A Chinese teacher dealing with parents of young American Chinese learners is a whole different matter. Gilda Hansen, herself the child of a bicultural household (Hispanic mother, white dad), said that her two daughters thought she was in trouble every time she visited their Chinese DLI classroom in the Weber School District.
“Chen laoshi would wave me into the hall,” ensuring the kids didn’t ever see their Chinese teacher speaking English, Hansen said, brimming with gratitude as she spoke of taking her girls to Beijing, Xi’an, and Shanghai (which she pronounced as best she could) on a recent trip with their dad.
“It was a no-brainer that we wanted our kids to have a global perspective, but to see them interact in Chinese in the Xi’an classroom was so beautiful: they got to apply school to real life,” Hansen said.

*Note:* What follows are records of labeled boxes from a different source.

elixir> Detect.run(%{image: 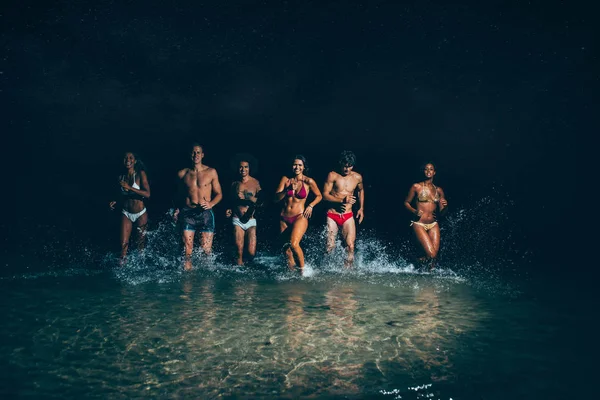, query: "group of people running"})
[109,143,448,272]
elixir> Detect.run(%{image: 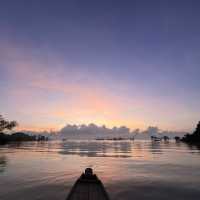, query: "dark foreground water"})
[0,141,200,200]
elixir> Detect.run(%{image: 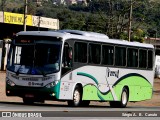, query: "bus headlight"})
[46,80,58,88]
[7,80,16,87]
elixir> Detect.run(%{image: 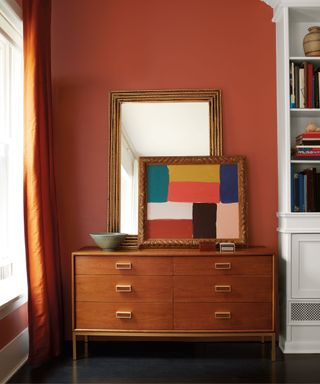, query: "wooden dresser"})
[72,247,277,360]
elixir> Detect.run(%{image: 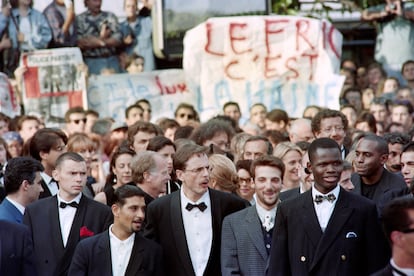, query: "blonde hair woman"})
[273,142,302,190]
[209,154,239,193]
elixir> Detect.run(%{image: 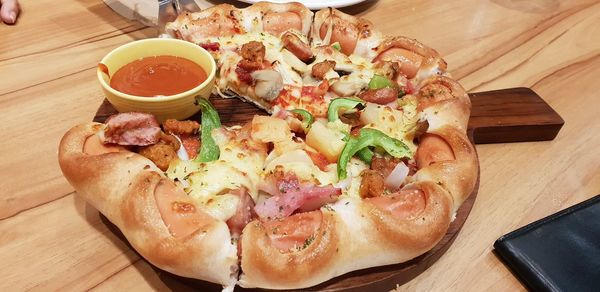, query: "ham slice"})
[254,173,342,219]
[102,112,161,146]
[227,188,256,237]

Kids just want to fit in and so, by being set apart as dual language learners, their young years can sometimes feel like a slog. Teacher Yinyao You helps motivate his Draper Elementary School kids by inserting a bit of old fashioned competition into the mix, playing games with them in teams, motivating them to use Chinese in math and movement with the simple phrase: “. . . and the winner is . . .!”
“Teacher You brings an amazing energy balanced with just the right amount of structure to his classroom,” said Piper Riddle, who hired You on a recruitment trip to China in her first year at Draper. “He makes learning feel like a game. Too often I’d go visit his class and stay longer than I’d intended because I was having as much fun as the kiddoes,” said Riddle, now principal at Heber Valley Elementary.
Co-panelist Marybeth Fuller, DLI coordinator for the Washington County School District, noted that that willingness by parents and administrators to participate in and support the lives of visiting Chinese language teachers and their students was key to making the program work: “This program is amazing. It’s changing lives.”